One of the most tense movies out there I'd really like to write this review without reference to the U.S. remake; "The Ring", but I guess that'd be ignoring a major influence on many people's desire to see this film. So I'll say this; "The Ring" is a poor schlocky Americanised film which takes a good idea and stamps it into a mediocre mold. "Ring" or "Ringu" is a very good film. If you're trying to decide which one to see, use that as your guide. In fact, an interesting point about the films can be summed up looking at the titles. "The Ring" has an added 'definite article' indicator; "The". This implies that the film is about a ring. It isn't. Enough said. There's a lot more ambiguity in the one-word translation of the Japanese film's title; "Ring". It's ambiguous, maybe even... thought provoking! I think that sums up the differences.

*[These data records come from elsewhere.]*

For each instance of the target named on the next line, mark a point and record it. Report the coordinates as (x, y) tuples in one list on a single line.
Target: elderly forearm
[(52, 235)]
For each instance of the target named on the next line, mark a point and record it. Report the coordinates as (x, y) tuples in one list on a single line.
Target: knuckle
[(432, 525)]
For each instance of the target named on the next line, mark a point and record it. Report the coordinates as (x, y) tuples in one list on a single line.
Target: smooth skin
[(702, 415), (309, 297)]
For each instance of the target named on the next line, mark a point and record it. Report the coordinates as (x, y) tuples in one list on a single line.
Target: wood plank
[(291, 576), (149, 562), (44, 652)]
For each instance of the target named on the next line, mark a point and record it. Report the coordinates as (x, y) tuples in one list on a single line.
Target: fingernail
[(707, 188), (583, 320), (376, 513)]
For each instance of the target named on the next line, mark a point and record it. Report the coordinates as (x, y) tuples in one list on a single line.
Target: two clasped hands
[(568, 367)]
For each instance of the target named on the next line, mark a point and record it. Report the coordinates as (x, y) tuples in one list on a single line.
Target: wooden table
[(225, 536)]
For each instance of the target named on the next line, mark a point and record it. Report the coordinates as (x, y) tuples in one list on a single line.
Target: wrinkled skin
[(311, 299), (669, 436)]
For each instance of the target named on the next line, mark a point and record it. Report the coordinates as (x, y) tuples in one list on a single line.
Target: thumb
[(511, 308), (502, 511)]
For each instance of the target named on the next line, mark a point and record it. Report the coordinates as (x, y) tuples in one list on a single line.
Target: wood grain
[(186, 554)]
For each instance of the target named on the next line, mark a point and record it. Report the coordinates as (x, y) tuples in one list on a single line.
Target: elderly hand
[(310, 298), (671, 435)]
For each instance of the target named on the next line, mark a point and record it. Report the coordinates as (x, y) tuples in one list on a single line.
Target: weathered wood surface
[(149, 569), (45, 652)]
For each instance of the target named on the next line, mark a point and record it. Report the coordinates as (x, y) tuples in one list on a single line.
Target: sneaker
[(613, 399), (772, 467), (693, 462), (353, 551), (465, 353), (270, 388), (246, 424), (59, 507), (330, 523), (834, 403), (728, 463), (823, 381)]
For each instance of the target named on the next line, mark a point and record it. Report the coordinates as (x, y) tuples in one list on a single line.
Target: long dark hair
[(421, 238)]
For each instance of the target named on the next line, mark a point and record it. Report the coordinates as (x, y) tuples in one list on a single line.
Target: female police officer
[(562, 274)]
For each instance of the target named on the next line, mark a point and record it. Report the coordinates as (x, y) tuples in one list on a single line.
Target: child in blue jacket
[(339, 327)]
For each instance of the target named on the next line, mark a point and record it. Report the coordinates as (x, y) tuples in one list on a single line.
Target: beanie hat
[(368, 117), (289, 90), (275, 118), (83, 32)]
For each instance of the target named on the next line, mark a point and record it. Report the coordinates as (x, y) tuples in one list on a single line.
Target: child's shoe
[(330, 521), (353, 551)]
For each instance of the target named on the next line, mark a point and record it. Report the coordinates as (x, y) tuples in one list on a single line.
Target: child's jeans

So, yes, Ring is a good, tense, movie. It runs almost like a detective story rather than a traditional horror film as the main character works her way closer to finding the facts behind the mysterious video tape. But all the while there's an ever-mounting tension as her numbered days expire. In this way it's reminiscent of Angel Heart, another dark, tense, supernatural detective story which demonstrates that the big American studios will sometimes make a good dark thriller. In fact, the tension, partly thanks to the minimal music and synthesizer noises as well as the excellent subdued lighting and camerawork, is the making of a film in which very little actually happens. Ring is a lesson in how to make an everyday cityscape seem scary and bleak while the addition of supernatural overtones, which I'm told weren't in the original books to the same extent, are a welcome addition and source of mystery. I suspect, although I cannot read Japanese, that the film is probably an improvement on the books.
Perhaps the main skill in creating a popular horror movie is to create a viable adversary. Sadako is perhaps the best example of this in film making. She is just a damp, bedraggled figure in an off-white night-dress whose hair obscures her features and who, as far as I can remember, isn't even seen until the last few minutes. Yet she invokes a real sense of menace, you know she is powerful and malevolent through the characters' reactions to her, even if she doesn't graphically do anything horrifying. Say "Sadako" to anyone who's seen the film and watch their face tense up for an instant.
So, should you watch this film? Yes.